Nevertheless, I believe they are worthy of further study. Some of my fellow inquisitors may be shocked to discover that one of the Imperium’s most venerated heroes was, by his own admission, a scoundrel and self-seeking rogue; a fact of which, due to our sporadic personal association, I have long been aware. Indeed, I would go so far as to contend that it was this very combination of character flaws which made him one of the most effective servants the Imperium has ever had, despite his strenuous efforts to the contrary. For, in his century or more of active service to the Commissariat, and occasional less visible activities at my behest, he faced and bested almost every enemy of humanity: necrons, tau, tyranids and orks, eldar, both free of taint and corrupted by the ruinous powers, and the daemonic agents of those powers themselves. Reluctantly, it must be admitted, but in many cases repeatedly, and always with success; a record few, if any, more noble men can equal.
In fairness, it should also be pointed out here that Cain is his own harshest critic, often going out of his way to deny that the many instances in which he appears, despite his professed baser motives, to have acted primarily out of loyalty or altruism were any such thing. It would be ironic, indeed, if his awareness of his shortcomings should have blinded him to his own (admittedly often well-hidden) virtues.
It is also worth reflecting that if, as is often asserted, courage consists not of the absence of fear but the overcoming of it, Cain does indeed richly deserve his heroic reputation, even if he always steadfastly denied the fact!
However much we may deplore his professed moral shortcomings, his successes are undeniable, and we can be thankful that Cain’s own account of his chequered career has at last been discovered. To say the least, these memoirs shed new light on many of the odder corners of recent Imperial history, and his eyewitness accounts of our enemies contain many valuable, if idiosyncratic, insights into understanding and confounding their dark designs.

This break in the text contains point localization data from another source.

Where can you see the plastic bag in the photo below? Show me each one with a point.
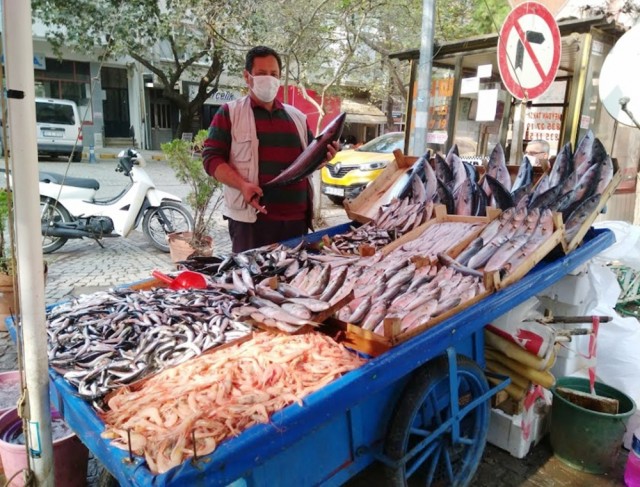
(627, 247)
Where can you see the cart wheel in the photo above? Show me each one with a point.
(441, 448)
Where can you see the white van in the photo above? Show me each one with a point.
(59, 128)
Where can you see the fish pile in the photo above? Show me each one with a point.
(390, 223)
(509, 240)
(573, 187)
(105, 340)
(188, 410)
(395, 286)
(410, 293)
(287, 307)
(451, 182)
(250, 266)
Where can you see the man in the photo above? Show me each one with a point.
(539, 149)
(252, 140)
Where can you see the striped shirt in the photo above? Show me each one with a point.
(278, 146)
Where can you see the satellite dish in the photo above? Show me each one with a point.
(619, 91)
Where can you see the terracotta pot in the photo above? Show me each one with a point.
(180, 249)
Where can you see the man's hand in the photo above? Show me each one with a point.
(332, 150)
(252, 194)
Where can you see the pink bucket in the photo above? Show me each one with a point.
(70, 456)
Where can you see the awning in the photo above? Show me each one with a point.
(362, 112)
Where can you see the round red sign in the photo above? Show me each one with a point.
(529, 50)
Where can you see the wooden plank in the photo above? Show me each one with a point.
(433, 322)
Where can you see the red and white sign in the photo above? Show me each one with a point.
(529, 50)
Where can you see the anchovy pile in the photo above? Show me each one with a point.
(250, 266)
(105, 340)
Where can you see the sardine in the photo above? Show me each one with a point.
(525, 174)
(472, 249)
(580, 214)
(562, 166)
(361, 311)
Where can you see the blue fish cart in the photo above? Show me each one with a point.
(421, 409)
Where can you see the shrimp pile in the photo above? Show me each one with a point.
(216, 396)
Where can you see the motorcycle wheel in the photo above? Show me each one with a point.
(178, 219)
(51, 213)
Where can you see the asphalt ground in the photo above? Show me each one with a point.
(83, 267)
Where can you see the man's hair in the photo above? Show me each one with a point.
(543, 143)
(261, 51)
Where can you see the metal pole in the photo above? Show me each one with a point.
(24, 158)
(424, 79)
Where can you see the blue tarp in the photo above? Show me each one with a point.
(354, 403)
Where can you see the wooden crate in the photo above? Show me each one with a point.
(440, 216)
(493, 280)
(568, 246)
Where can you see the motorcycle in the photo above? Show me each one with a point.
(69, 208)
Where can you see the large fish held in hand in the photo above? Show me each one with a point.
(312, 156)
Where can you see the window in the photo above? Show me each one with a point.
(69, 80)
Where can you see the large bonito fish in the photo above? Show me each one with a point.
(312, 156)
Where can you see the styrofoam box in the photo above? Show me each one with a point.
(570, 296)
(506, 431)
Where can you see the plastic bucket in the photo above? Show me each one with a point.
(8, 400)
(588, 440)
(70, 456)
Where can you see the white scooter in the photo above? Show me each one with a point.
(69, 208)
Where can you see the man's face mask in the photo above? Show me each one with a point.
(265, 87)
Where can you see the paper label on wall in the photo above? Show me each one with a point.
(437, 138)
(484, 71)
(487, 104)
(469, 85)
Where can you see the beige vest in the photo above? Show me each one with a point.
(243, 155)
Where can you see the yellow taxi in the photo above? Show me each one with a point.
(350, 171)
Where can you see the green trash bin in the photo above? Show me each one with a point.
(588, 440)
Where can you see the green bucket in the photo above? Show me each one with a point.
(588, 440)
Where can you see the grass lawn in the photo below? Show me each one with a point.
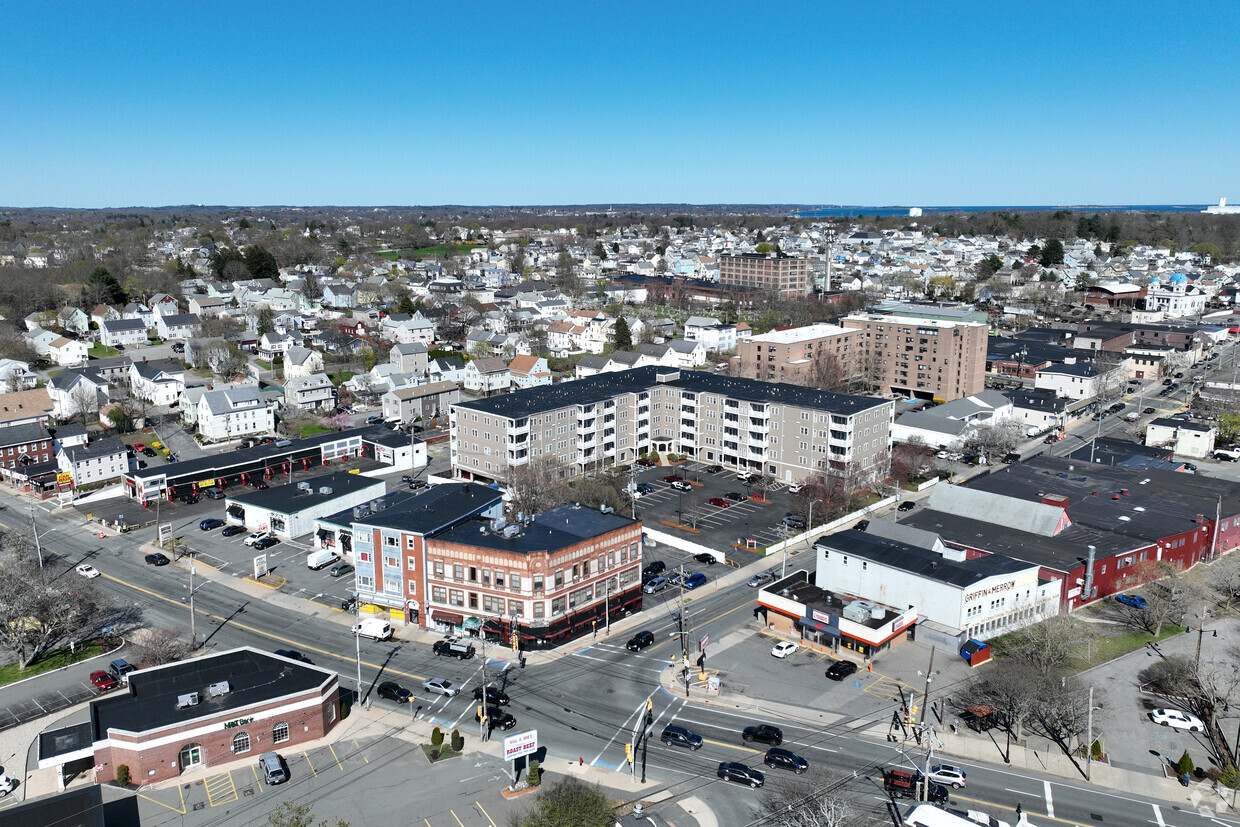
(53, 660)
(102, 351)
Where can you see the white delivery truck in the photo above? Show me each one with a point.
(375, 629)
(320, 558)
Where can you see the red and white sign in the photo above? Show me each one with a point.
(520, 744)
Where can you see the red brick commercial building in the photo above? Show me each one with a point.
(213, 709)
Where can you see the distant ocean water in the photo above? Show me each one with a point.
(826, 212)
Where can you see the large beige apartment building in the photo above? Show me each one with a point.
(783, 430)
(801, 356)
(786, 274)
(929, 358)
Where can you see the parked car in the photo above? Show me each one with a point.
(840, 670)
(102, 681)
(784, 649)
(640, 641)
(738, 771)
(680, 737)
(785, 759)
(655, 584)
(393, 691)
(1177, 719)
(440, 686)
(764, 734)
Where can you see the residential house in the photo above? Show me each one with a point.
(96, 463)
(159, 382)
(182, 326)
(447, 368)
(528, 371)
(123, 331)
(310, 392)
(238, 412)
(409, 358)
(422, 402)
(68, 351)
(301, 361)
(77, 391)
(486, 376)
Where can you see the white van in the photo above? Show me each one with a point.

It is for this reason that I preserved the archive and have spent a considerable amount of leisure time in the years since its discovery editing and annotating it, in an attempt to make it more accessible to those of my fellow inquisitors who may wish to peruse it for themselves. Cain appears to have had no overall structure in mind, simply recording incidents from his past as they occurred to him, and, as a result, many of the anecdotes are devoid of context; he has a disconcerting habit of beginning in media res, and many of the shorter fragments end abruptly as his own part in the events he is describing comes to a conclusion.